J'ai été obligée de cacher ma gemme sous mon chemisier. Comme l'avait prédit Gontran, dès que nous sommes arrivés à proximité de la grotte, elle s'est mise à étinceler, prête à me mener jusqu'au passage caché. Mais le moment n'est pas encore venu et je ne voudrais pas que sa lueur nous trahisse.

Si je ne me trompe pas, ça devrait bientôt être...

Un son de cor résonne dans la vallée, coupant court à mes réflexions. La panique se propage dans les rangs des soldats qui sortent avec précipitation leurs armes, attendant les ordres.

– On nous attaque ! s'écrit un garde au loin.

Il n'en faut pas plus pour que celui qui semble être le commandant donne l'ordre à ses troupes de se mobiliser, et nous voyons progressivement l'espace devant le tunnel se vider. Il ne faut que peu de temps pour que seulement deux gardes ne restent devant l'entrée. Je sors mon arc, vise et tire dans le front du premier. Le second sursaute et bouge de façon désordonnée sous la panique quand le second trait transperce son cœur.

– On y va.

On sort tous deux de notre cachette pour foncer vers le tunnel. Je sors ma gemme et un oiseau surgit pour foncer vers un mur plat un peu sur la gauche. Concentrée sur lui, j'aperçois trop tard un ennemi surgir des rochers et vois son épée sur le point de s'abattre. Et l'arme disparaît. Le loup qui nous a servi de guide jusqu'ici a bondi sur le garde pour stopper sa course, et je sors ma lame pour abattre celle que je reconnais maintenant comme étant une soldate. Elle émet un dernier râle et je me détourne d'elle pour suivre à nouveau l'oiseau, en lâchant au passage un remerciement au loup.

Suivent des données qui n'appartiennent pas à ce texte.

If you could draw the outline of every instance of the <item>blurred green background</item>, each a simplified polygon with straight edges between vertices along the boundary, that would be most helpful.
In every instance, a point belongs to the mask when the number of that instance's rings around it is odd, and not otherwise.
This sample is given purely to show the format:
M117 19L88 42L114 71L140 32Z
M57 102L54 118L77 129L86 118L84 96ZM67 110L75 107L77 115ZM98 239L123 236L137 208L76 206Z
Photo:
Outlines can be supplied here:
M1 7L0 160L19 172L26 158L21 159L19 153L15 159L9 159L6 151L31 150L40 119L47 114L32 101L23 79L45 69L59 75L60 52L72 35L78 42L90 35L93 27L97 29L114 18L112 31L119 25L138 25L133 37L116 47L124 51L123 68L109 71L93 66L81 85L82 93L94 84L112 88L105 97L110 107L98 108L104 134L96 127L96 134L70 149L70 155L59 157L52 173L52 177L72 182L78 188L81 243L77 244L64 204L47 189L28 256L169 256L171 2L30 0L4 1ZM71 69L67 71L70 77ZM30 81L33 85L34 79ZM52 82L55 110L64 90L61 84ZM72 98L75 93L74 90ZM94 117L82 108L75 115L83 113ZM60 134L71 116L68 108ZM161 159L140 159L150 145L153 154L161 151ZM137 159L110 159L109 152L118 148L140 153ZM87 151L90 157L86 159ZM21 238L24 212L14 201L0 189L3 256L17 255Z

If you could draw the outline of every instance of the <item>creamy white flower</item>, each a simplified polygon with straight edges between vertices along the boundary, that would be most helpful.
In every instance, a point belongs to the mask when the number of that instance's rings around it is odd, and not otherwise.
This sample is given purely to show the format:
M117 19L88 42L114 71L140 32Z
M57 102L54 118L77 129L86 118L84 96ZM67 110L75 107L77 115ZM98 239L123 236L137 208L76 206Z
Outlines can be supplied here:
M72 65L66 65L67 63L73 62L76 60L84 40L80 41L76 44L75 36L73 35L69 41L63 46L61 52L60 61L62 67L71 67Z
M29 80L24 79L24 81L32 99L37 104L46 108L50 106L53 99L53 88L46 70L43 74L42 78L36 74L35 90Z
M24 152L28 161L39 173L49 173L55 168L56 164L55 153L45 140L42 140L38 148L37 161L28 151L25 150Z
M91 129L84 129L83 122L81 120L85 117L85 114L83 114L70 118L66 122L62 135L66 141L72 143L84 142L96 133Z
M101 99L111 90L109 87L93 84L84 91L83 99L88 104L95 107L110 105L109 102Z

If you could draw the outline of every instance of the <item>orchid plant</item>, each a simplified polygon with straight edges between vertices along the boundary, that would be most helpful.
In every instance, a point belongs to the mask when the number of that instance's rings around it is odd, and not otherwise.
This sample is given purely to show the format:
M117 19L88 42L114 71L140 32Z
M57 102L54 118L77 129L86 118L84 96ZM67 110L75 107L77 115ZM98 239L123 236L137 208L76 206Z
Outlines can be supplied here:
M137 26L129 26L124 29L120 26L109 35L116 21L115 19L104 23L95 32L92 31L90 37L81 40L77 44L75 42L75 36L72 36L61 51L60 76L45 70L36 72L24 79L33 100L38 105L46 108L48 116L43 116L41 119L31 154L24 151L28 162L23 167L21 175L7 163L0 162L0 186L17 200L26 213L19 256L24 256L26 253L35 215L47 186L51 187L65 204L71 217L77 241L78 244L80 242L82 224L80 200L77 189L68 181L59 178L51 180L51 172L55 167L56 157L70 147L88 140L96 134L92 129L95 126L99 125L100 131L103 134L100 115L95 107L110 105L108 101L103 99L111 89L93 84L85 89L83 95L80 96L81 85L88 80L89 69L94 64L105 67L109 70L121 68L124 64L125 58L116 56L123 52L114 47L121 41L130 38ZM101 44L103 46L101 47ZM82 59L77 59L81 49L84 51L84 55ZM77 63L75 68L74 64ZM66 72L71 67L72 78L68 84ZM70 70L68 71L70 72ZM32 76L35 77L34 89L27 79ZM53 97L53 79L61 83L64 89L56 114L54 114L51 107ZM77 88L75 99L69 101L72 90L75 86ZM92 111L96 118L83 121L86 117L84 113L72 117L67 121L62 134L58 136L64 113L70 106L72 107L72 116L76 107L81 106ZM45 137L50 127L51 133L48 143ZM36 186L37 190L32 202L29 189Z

Face au mur, je tends ma gemme, et se dessinent des gravures dans la roche qui prennent doucement la forme d'un large portail. Je trépigne d'impatience face au temps que ça prend. Enfin, les battants s'ouvrent sans bruit sur une grotte plongée dans l'obscurité. J'amorce un pas pour entrer quand j'entends le loup grogner. Puis des pas incertains, lents et désordonnés, qui provoquent des bruits de succion désagréables chaque fois que le pied quitte le sol. Je reconnais ce bruit infernal qui hante mes cauchemars. Je me tourne pour voir apparaître ce à quoi je m'attendais : sept maudits se dirigent vers nous. Ils semblent humains, mais leurs corps sont tellement décharnés qu'ils ne ressemblent plus qu'à des masses sanguinolentes. Leur râle est une torture à entendre et je comprends qu'ils sont aux portes du trépat. Mais parfois, le désespoir est un moteur redoutable, car en nous apercevant ils se mettent à courir vers nous bras en avant.

– Entrez, je m'occupe d'eux !

La voix inconnue qui s'est élevée derrière nous est rauque, comme si c'était la première fois qu'elle s'exprimait depuis des années. Ce qui n'est peut-être pas faux car, lorsque je me retourne, je découvre qu'un homme a remplacé le loup. Ses traits ont gardé une allure féline et sa pilosité blanche imposante le font paraître homme des cavernes. Il relève du miracle que l'homme paraisse aussi beau malgré une apparence aussi négligée. À l'invocation de son pouvoir, ses yeux bleu ciel se mettent à étinceler, et de sa main jaillit un courant venteux qui vient renverser les corrompus.

– Dépêchez-vous !

Je m'arrache à la contemplation de ce sorcier que j'avais fréquenté sans savoir qu'il n'était pas un vrai loup pour m'élancer dans le tunnel obscur avec mon frère. Le portail se referme derrière nous pour nous plonger dans le noir complet. Je brandis ma gemme qui éclaire un tunnel vide de toute présence, de tout son, vide de tout. Main dans la main, nous avançons avec mon frère. Une sensation étrange, désagréable, se propage dans nos corps. Comme si nous étions transportés ailleurs. Je perds la notion de l'espace autour de nous et, peu à peu, la sortie apparaît devant nous. Mais la lumière du jour s'est évaporée.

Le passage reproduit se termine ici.